Mr. Gold declined to comment.

Another director, Andrea Van de Kamp, was asked to leave the board as the company moved to trim its ranks -- a decision those two people said she resisted because she saw it as Mr. Eisner's payback for her having sided with Mr. Gold.

In an interview Ms. Van de Kamp declined to discuss her term on the Disney board, which ends on Wednesday.

"Any disagreement I had, I did it with the people who needed to hear it," she said.

Although Disney executives say the turmoil was an unnecessary distraction, some investors, analysts and board members say the upheaval was a much-needed wake-up call for Mr. Eisner.

Sarah Teslik, the executive director of the Council of Institutional Investors, a Washington advisory group for big shareholders, said Mr. Eisner visited her last fall, the first time she could recall him seeking her counsel.

During the 45-minute meeting, Mr. Eisner "went one by one through his directors explaining why each was good," Ms. Teslik recalled. "I think it was uncomfortable for him."

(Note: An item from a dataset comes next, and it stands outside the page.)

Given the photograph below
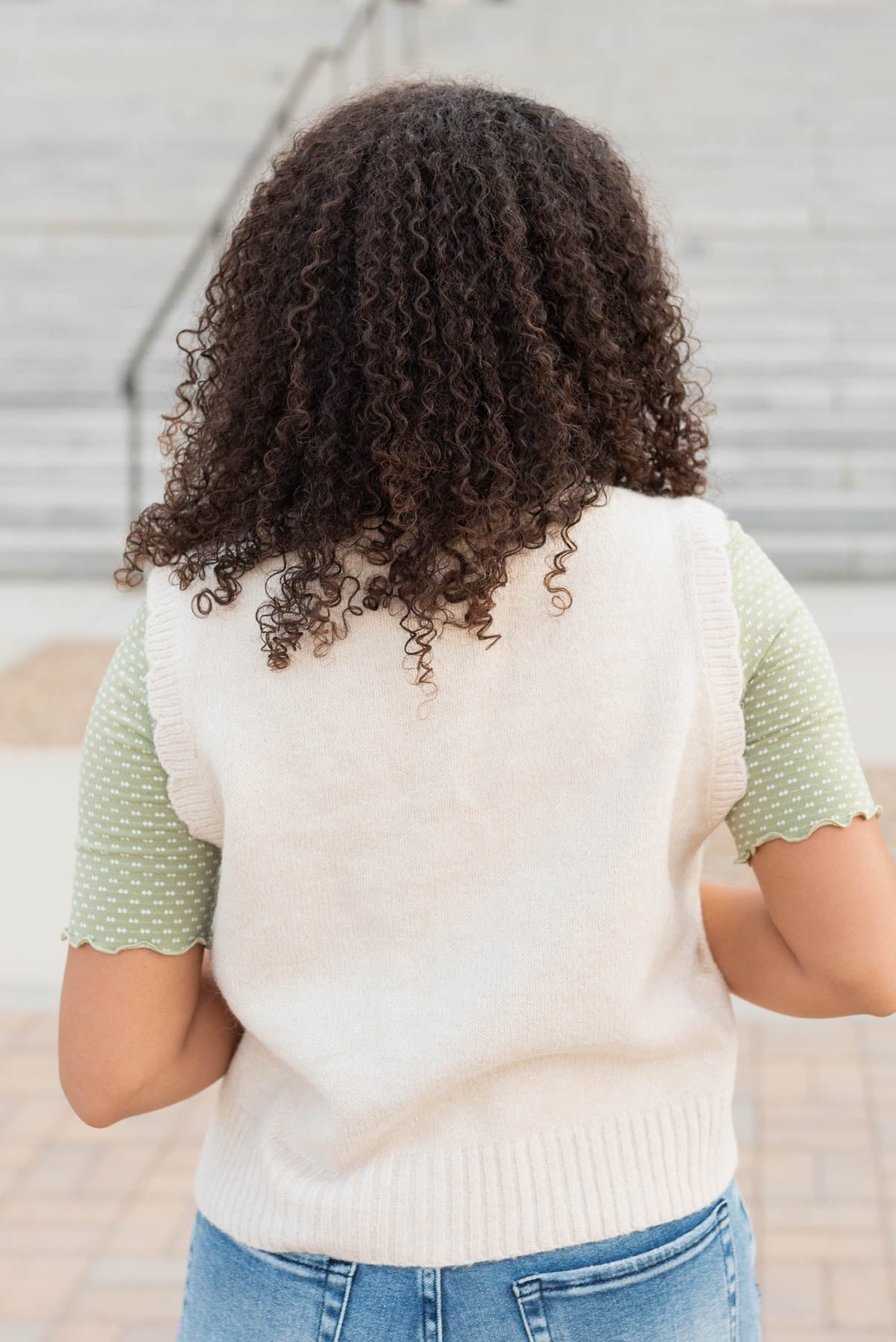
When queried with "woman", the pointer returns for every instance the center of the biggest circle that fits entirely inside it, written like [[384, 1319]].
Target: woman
[[470, 1001]]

She said she told him he should appoint a first-class chief financial officer to the board and gave him some names of executives who might be interested. (The one new board member that Disney has named since the fall, Robert Matschullat, a former Wall Street banker, was not on her list.)

"I think I did compliment him for coming," Ms. Teslik said. But, she added, "it was clear his job was on the line."

Some directors say they are heartened by the changes, even if Mr. Eisner remains a dominant presence in the boardroom. "Stanley is beginning to raise new issues in the board meetings," one director said. And Mr. Eisner "is going through an evolution, too," the director said, citing his new habit of keeping board members more up to date by e-mail.

Another board member applauded the new policy of having two meetings a year without Mr. Eisner present, and with the director George J. Mitchell, the former United States senator, presiding.

"When you had a board meeting without Michael it was very different," said the director, who expressed optimism about the more prominent role for Mr. Mitchell. "If he can negotiate peace in Ireland," the director said, "he can handle this group."